图南一路上蹦蹦跳跳踩着谢怀安的影子玩到了家。
那天晚上回去,谢怀安在一楼独自一人坐到了凌晨。
林学长晚上跟他对方案,听出他嗓音不太对劲,迟疑道:“出什么事了?”
谢怀安沉默着没说话,过了许久才哑声说出今天的事,“……那么冷的天,他打车过来的,就穿了一件薄外套。”
林学长也有些哑然,叹了一口气,听着有些心酸,安慰两句,最后听到两人买了四十块一个烤红薯时红温了。

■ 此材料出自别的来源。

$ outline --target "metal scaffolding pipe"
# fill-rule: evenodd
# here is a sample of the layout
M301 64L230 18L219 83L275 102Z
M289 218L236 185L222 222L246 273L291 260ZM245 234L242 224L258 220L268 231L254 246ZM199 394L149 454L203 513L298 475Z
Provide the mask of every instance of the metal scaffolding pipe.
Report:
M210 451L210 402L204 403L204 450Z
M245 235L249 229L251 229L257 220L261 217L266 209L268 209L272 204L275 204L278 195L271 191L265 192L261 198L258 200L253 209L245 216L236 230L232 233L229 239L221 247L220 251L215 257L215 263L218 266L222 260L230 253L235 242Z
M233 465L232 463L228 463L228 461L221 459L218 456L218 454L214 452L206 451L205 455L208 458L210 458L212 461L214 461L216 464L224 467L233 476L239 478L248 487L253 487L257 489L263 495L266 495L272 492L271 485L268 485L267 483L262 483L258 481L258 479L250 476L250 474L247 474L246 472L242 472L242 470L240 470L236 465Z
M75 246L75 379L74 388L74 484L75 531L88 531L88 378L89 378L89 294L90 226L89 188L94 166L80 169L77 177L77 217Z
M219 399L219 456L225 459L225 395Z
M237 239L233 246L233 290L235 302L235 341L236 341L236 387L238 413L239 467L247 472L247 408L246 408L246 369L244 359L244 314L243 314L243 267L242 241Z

“多少?你说你买那两个烤红薯买多少钱”林学长嗓音飙升,“小时候我拿去喂猪两毛钱一斤的玩意,你们花四十块买就算了,还一下子买了两个?”
林学长:“然后你小子跑过来跟我说图南跟着你真是受了好大的委屈,吃了好多的苦?”
林学长仰天长叹:“不是我说,谢大少爷,苦不是这样吃的。”
谢怀安说他不懂,“小南这些天真的吃了很多苦。”
吃了四十块一个烤红薯一路玩回家的图南隐约听到自己的名字,在二楼上探出脑袋,没什么表情地望着谢怀安,“谢怀安,你叫我?”
谢怀安抬起头,用一种图南看不懂的眼神望着他。
图南困惑。
他总觉得谢怀安这个眼神好像学校门口看到自家孩子没有玩具玩只能孤零零站在一边看着别人玩的家长。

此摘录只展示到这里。